Picked up my Ruger GP100, 357 mag. from my FFL 4 hrs ago & just now sitting down to admire her. NOW THAT'S ONE WEIGHTY & ONE GOOD LOOKING PIECE OF STEEL & RUBBER! !! I also picked up 2 books this wk by Grant Cunningham: REVOLVER & DEFENSIVE REVOLVER FUNDAMENTALS. I'll prbly digest the 2 reads, clean the powder burns from the chambers & barrel & just flat-out admire the heck out of her before I take the gun to the range. ..looking frwd to that. As slow as I am that could be awhile. lol But that's just the way it's gonna be. ..having fun, though. ..six months to study handguns before I actually picked one up. But I gotta ask: every revolver I've ever seen develops a mark around the cylinder from what I guess is called the cylinder stop..or maybe, the cylinder stop stud..not sure. But is this marking necessary? My guess is that it is. I suppose that "stop" or "stud" or whatever it's called is under spring pressure & simply is pushed into each of the 6 catches on the 100 to lock each chamber in alignment with the barrel for each shot. ..just wandering if there's a way to prevent or eliminate this mark.
A really good pistolsmith can re-time the cylinder stop, such that it won't leave a line scratched into the pistol's cylinder. But it isn't really necessary.
Merely using any gun will put scratches and other dings on it. That's part of using any tool. Just taking a gun out of its holster, and then putting it back, interferes with the metal's finish. You have to learn to accept those facts, and to keep yourself from obsessing over the issue.
The real question is whether or not the cylinder stop holds the cylinder solidly in place as the hammer drops. The second part of that question is whether the cylinder stop holds all of the chambers of the cylinder in exact alignment with the barrel's forcing cone.
The tool which answers this last question is called a "range rod," and it is caliber-specific. It is also relatively expensive. But your local gunsmith has one, and knows how to use it.
The 'drag ring' is just a fact of life. You'll see it on other Rugers, S&W, Colt, etc. The cylinder latch (spring loaded up) is drawn down out of place to 'unlock' the cylinder when it needs to turn. But it is back up into quickly to catch the next cylinder ASAP. Thus the ring is carved into the cylinder as the latch drags along ready to catch the next cylinder.
If you have a Stainless GP you can buff it off with the proper Scotch Brite pad or the proper grit sand paper (around 600). If blued, well, you're SOL. When looking at a used gun that ring can show the amount of wear or use the gun has on it along with other clues.
When the trigger is fully cocked, the cylinder will have 'some' rotational play. Again, this will be an indication of original construction and wear.
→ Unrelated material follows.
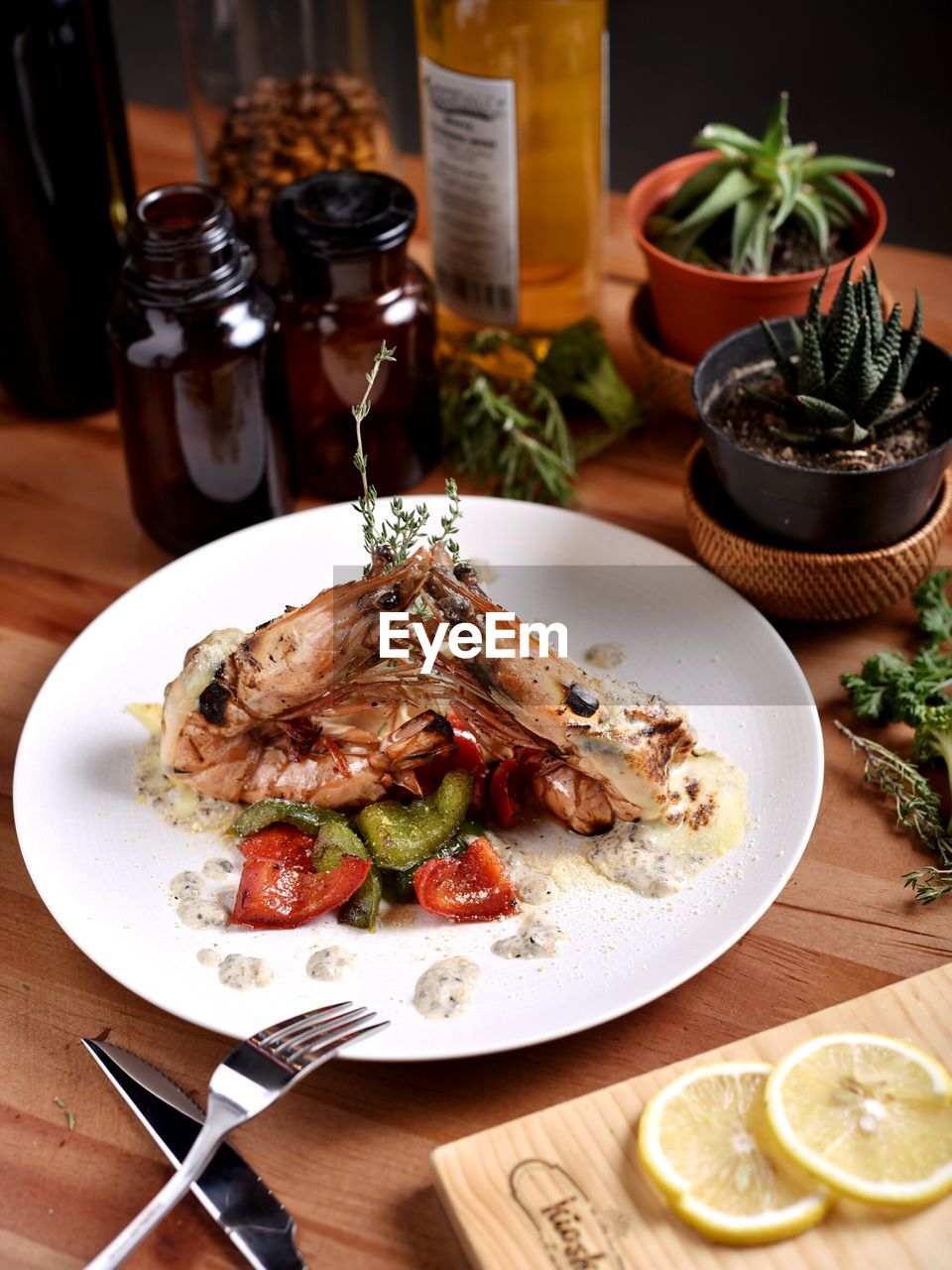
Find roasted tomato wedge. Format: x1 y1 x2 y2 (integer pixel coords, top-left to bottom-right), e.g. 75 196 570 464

You should also check for the amount of fore/aft play of the cylinder when the gun is fully cocked. That is more important as it checks the gap between the barrel and cylinder. Excess movement here allows too much of the burning gases to escape when the gun is fired vs. pushing the bullet down the barrel. I think the proper gap for your GP is .005"-.008" but don't quote me. After you handle a number of guns you'll learn what is normal vs. what is too much.
This working play is required to make manufacturing reasonable and for heat expansions.
By the way, congratulations on the GP. I have one and with reasonable care your grandchildren will be shooting it. I've never heard of one breaking or going out of time like some other brand might (who will remain nameless).
The worst thing that too great a gap will do is "lock up" the cylinder, and keep it from rotating.
That's because a big gap, even if it seems to be only at the front of the cylinder, actually lets fired cartridges forcefully stick too far out the back end of the cylinder, rub against the gun's recoil plate, and make turning the cylinder very hard, potentially all the way to impossible. This effect is called "cartridge setback."
Jean and I inherited a revolver from Jean's dance mentor which exhibited exactly that fault.
The first shot was fine in all respects, but the second was hard to let off, and the third was impossible. It took me quite a long time to realize that if there's a big gap at the front of the cylinder, and the cylinder is free to slide fore and aft, there is a terrible result at the back end as well.
The fix, however, was dead simple: You just accept the slightly-too-large gap at the front. Adding a thin washer (a cylinder shim) to the front presses the cylinder to the rear, preventing fired cartridges from setting back. This fix worked like magic.